Imagine discovering the promise of pre-exposure prophylaxis (PrEP) for the first time and determining that it can lower your risk of becoming HIV positive. You get up the nerve to go to your primary care physician and ask him or her if you are a candidate for the treatment, and your doctor either dismisses your question or, even worse, has no idea what PrEP is.
That’s a problem that some in the Miami-Dade County community—which includes Miami, Hialeah, Miami Beach and other areas—are facing. “When we have meetings with members of the community and start talking about PrEP, some of them are saying their private doctors are not familiar with it, and sometimes they’re educating the providers,” says Kira Villamizar, public health services manager for the Florida Department of Health in Miami-Dade County. For Black Americans who often have less access to health-care services than other groups, this lack of knowledge among medical providers is particularly troubling.
Luckily, Miami-Dade County’s health department isn’t taking that lightly.
Getting to the Root of the Problem
The challenge with physicians is twofold, says Susanne Doblecki-Lewis, M.D., an infectious-disease specialist in Miami who is working with the Florida Department of Health in Miami-Dade County to lessen the grip of the region’s HIV/AIDS epidemic.
Many physicians don’t know about PrEP, so that’s a knowledge gap that needs to be corrected, Dr. Doblecki-Lewis explains. However, in some cases providers are simply reluctant to address sexual-health issues. That means they don’t talk to their patients about whether they might benefit from PrEP or ask them questions about their sexual behavior, so these patients may never know the option even exists.
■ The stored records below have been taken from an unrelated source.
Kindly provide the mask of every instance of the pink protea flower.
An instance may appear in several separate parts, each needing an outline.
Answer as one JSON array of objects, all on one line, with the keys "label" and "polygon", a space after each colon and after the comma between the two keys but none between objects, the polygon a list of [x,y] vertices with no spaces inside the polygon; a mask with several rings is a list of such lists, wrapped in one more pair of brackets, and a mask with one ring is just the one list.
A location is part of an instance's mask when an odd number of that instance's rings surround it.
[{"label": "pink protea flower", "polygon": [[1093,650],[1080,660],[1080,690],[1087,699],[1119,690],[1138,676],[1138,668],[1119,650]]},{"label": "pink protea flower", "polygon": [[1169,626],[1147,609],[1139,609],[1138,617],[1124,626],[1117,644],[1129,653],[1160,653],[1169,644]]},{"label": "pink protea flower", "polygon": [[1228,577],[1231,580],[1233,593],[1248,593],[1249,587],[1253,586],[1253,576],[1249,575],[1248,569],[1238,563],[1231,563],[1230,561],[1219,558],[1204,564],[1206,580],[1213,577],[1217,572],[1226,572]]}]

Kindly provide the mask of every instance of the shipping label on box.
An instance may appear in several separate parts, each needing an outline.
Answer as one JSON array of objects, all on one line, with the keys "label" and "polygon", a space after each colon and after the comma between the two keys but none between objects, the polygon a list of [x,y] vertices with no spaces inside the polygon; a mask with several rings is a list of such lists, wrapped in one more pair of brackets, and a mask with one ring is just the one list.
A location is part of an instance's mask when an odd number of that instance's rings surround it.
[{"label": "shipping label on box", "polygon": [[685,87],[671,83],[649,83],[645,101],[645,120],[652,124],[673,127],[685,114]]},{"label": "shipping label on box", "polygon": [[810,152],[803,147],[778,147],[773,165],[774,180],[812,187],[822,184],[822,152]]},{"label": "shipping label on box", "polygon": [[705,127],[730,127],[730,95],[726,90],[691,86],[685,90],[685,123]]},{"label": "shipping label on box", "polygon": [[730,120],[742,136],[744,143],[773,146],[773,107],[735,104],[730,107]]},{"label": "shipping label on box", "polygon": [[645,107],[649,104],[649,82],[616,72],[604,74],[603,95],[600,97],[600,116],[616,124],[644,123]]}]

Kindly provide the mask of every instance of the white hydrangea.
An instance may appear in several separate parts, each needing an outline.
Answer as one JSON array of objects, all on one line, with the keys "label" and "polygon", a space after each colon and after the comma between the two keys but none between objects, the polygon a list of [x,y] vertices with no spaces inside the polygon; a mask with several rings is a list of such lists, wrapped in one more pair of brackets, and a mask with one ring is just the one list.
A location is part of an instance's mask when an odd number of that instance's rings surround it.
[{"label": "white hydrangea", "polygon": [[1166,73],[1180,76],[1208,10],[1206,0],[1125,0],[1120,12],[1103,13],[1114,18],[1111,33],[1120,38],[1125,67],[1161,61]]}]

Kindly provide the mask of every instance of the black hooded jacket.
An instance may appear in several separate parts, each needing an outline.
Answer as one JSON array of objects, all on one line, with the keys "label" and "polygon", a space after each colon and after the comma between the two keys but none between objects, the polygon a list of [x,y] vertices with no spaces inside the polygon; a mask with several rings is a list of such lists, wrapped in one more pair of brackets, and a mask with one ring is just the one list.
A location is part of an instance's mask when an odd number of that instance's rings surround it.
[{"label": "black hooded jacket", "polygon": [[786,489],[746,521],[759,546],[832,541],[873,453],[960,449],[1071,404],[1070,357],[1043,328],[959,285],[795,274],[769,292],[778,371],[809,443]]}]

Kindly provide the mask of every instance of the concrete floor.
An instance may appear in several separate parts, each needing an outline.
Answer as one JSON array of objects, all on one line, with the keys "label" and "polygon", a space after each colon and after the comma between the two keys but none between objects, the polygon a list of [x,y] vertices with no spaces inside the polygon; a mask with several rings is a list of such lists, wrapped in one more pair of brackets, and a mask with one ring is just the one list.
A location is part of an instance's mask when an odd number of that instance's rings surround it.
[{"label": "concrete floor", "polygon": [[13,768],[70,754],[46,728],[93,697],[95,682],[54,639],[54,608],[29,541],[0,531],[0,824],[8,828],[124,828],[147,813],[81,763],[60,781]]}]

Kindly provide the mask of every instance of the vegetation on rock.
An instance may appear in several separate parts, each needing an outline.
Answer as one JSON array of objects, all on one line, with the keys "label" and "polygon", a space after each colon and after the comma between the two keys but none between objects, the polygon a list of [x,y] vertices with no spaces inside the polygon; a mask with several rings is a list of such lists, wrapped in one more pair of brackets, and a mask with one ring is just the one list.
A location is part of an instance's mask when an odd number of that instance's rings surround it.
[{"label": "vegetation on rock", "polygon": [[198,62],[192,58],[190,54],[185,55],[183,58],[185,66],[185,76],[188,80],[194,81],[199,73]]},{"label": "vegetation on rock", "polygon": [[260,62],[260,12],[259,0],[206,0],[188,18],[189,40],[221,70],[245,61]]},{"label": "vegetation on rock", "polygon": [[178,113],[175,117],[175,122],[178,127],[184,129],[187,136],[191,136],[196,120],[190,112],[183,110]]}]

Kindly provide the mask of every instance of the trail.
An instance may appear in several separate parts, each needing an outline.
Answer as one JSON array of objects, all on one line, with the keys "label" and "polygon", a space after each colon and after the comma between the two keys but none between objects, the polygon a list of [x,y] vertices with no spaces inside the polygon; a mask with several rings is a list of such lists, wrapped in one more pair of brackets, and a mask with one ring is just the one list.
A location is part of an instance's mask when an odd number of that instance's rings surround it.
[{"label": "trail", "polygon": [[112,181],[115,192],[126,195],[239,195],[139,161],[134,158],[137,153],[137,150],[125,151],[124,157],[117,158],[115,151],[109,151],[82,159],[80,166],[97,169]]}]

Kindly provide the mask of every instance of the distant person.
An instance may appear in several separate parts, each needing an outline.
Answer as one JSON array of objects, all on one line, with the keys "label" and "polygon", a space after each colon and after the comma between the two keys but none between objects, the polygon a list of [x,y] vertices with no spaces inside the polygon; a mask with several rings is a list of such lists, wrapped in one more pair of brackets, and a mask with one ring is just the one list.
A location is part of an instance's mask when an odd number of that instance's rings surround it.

The Florida Department of Health in Miami-Dade County is committed to training and educating physicians so that they can be more knowledgeable and comfortable talking to patients about PrEP. “Making sure providers are educated and supported to provide PrEP in their practices is very important, but I don’t have the illusion that we’re ever going to get to the point where 100 percent of primary care providers are comfortable and appropriately providing PrEP to all of their patients who are at risk,” Dr. Doblecki-Lewis says. “So the other part is having these visible clinics or sites where it’s well-known that you can safely, without stigma, get what you need.”
A Mandate From the Top
The mission to spread knowledge and access to PrEP is not one that Miami-Dade takes lightly. The Florida Department of Health, which the county health departments (including the Florida Department of Health in Miami-Dade County) report to, came up with a plan to eliminate HIV transmission and reduce HIV-related deaths. PrEP is one of the key strategies, so counties such as Miami-Dade are looking at ways to inform residents about it. “That’s why it’s so important that PrEP services are available in the community and that we build capacity,” Villamizar says.
Also, Mayor Carlos A. Gimenez of Miami-Dade County recently convened a task force with the purpose of creating a blueprint of recommendations that would help eliminate HIV in the region; one of those recommendations was to increase the utilization of PrEP, Villamizar says.
The Florida Department of Health in Miami-Dade County is complying with the recommendations in a number of ways that can help Black communities in particular:
· The PrEP clinic run by the department has PrEP navigators who are able to get PrEP at low or no cost for members of the community, Dr. Doblecki-Lewis says.
· The department is attempting to expand the reach of PrEP in all parts of Miami-Dade by building relationships with partners in the community, such as hospitals and urgent-care centers, in hopes that they will offer PrEP.
· The outreach is mindful of racial, ethnic and linguistic differences, ensuring that people of all communities receive information in a way that resonates with them.
One reason the effort in Miami-Dade has been so successful is that the Florida Department of Health in Miami-Dade County is committed to including representatives of every race, ethnicity and social class in the fight against HIV/AIDS. The health department has invited members of the community and health-care providers to come to the table to talk about the challenges of getting PrEP out to the community, as well as possible solutions, Villamizar says. “When you bring the community [together] and you work in collaboration and in partnership, you can make it happen. That’s the way we move the agenda forward.”
Tamara E. Holmes is a Washington, D.C.-based journalist who writes about health, wealth and personal growth.